Maria | Teen Ink

Maria

January 9, 2013
By anr3318 BRONZE, Arlington Heights, Illinois
anr3318 BRONZE, Arlington Heights, Illinois
2 articles 0 photos 0 comments

Maria wakes up with a splitting headache. She shakes her head as she remembers how much sleep she got the night before. She dreads heading off to work where she acquires ten dollars an hour working at the local Best Buy.

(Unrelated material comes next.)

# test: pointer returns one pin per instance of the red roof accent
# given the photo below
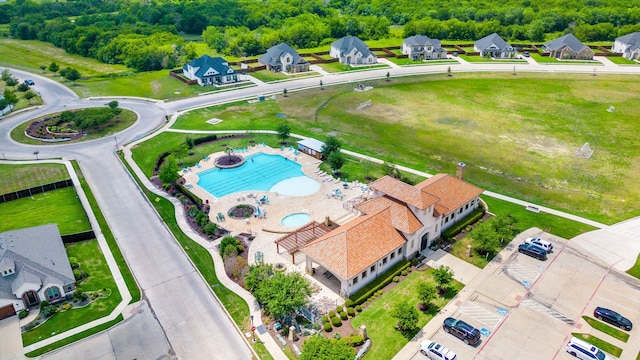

She struggles to the shower, turns on the water, and blasts some music. She washes her body while rapping along to her favorites, Biggie Smalls and Tupac. She sprays mounds of her dark brown hair with about twenty different products making her hair as crunchy as raw noodles. She covers her face in dark face makeup to match her Latina skin tone. Maria quickly adds a thin line of cherry rep lip liner and takes one last glance in the mirror. Right before Maria gets dressed in her blue shirt and black pants, she puts on gigantic silver hoops. The excitement rushes over her as she gets to work another ten-hour shift dealing with the most awful people in the world.

Maria continues working a dead-end job to buy herself a beloved iPod, which she pronounces “ee-pod.”
She strolls into work and immediately unpacks loads of boxes and then drops a large box and screams, “Ay no!” Maria waits for her angry boss to yell at her once again.

Maria begins to work as a cashier for the remainder of the day where she constantly listens to people say “What?! I cannot understand your accent ma’am.” She grins and thinks of a million Spanish swears she wishes she could say right now. She thinks to herself “I may be getting ten dollars an hour, but that just isn’t enough.”

Finally she completes her ten-hour shift and her boyfriend, Jose, picks her up in his broken down mini van. He walks into her apartment, grabs a cold beer, and sits down in front of the television.

Maria checks her answering machine as soon as she gets home and hears the voice of her mother. Her mom cries hysterically on the phone.

“Maria, we miss you so much. Please come home. I do not understand why you had to leave all of us to another country,” cries her mother in quick Spanish.

Maria groans as she remembers all her troubled times in Mexico and thinks to herself “you couldn’t pay me enough money to go back there, “even if she is living here illegally. She clicks erase on the answering machine and sits down to watch TV with Jose.